Financial Services – capital resource evaluation analysis, treasury options, revenue cycle, business intelligence and actuarial expertise.
Information Systems and Technology – meaningful use of health IT, data center management, data warehousing, software applications, hardware configurations and emerging technologies, data security and patient confidentiality.
SIH’s participation in the BJC Collaborative does not involve a change in ownership of SIH’s assets or governance. SIH remains intact with opportunities to reduce costs and improve care quality as well as clinical and service performance.
The BJC Collaborative also enables SIH to connect to the St. Louis, MO health care market, where many of its patients are referred for tertiary and quaternary medical care, and specifically to work more closely with BJC HealthCare. BJC HealthCare includes Barnes-Jewish Hospital, an academic medical center affiliated with Washington University School of Medicine.
No. SIH has not discussed a merger with the BJC Collaborative members. Instead, the Collaborative signals a commitment to work together under a structure that allows each participant to maintain its unique identity, to preserve its independence, and to serve the health care needs of its local communities. At the same time, the participants can derive both the quality of care and financial benefits that come from being part of a larger Collaborative enterprise. The participants will be able to share services, costs and best practices where possible, while remaining independent systems.

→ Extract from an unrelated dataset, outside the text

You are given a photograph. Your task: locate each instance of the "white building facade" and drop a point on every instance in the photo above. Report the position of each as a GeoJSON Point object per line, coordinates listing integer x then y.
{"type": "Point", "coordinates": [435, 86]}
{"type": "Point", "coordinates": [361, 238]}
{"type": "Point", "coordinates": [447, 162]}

SIH anticipates that the work of the Collaborative will be transparent to patients, families and the people who take care of them. Initially, the focus will be to capture opportunities to reduce or share costs in areas such as supplies, energy management, contracted services, equipment purchasing and maintenance and information technology hardware and infrastructure. SIH will participate in leadership roundtables to share best practices in areas such as regulatory compliance and employee lifelong learning and professional development. SIH will work with the Collaborative to find new approaches to improving patient care and service and making SIH’s facilities even safer places to receive medical care.
SIH looks forward to providing Southern Illinois physicians the opportunity to collaborate in the development of clinical programs and services with their colleagues at BJC Healthcare.
7. Exactly how will this affiliation lead to better patient care? Reduced costs?
The participants in the Collaborative, such as BJC HealthCare and SIH, have achieved superior quality scores in a number of clinical service areas. Comparing different approaches and measuring patient-specific outcomes will help SIH determine what works best and how to replicate best practices in SIH’s facilities.
8. Are you creating a new, combined group purchasing organization?
No. SIH and the other systems in the Collaborative are already members of Voluntary Hospitals of America (VHA.) However, to the extent that the participants can adopt those standards for certain products, supplies and equipment and coordinate the timing of these purchases, there may be additional opportunities for savings.
9. Will you have one Electronic Medical Record platform with the other participants in the Collaborative?
Not in the near future. Participants in the Collaborative have made sizeable investments in different software applications. However, over time, it is possible that a common EMR platform will be one of those areas of focus, so the participants may migrate to common solutions for mutual benefit.
The founding members of the BJC Collaborative will determine whether to invite additional health systems to join. SIH is pleased with the invitation to participate.
11. Does this mean SIH will not partner with any other health care providers in the future?
SIH will always look for appropriate relationships to work with others who share their goal to take great care of the patients they serve. We have worked with other organizations in a less formal structure on issues and will likely continue to do so in the future.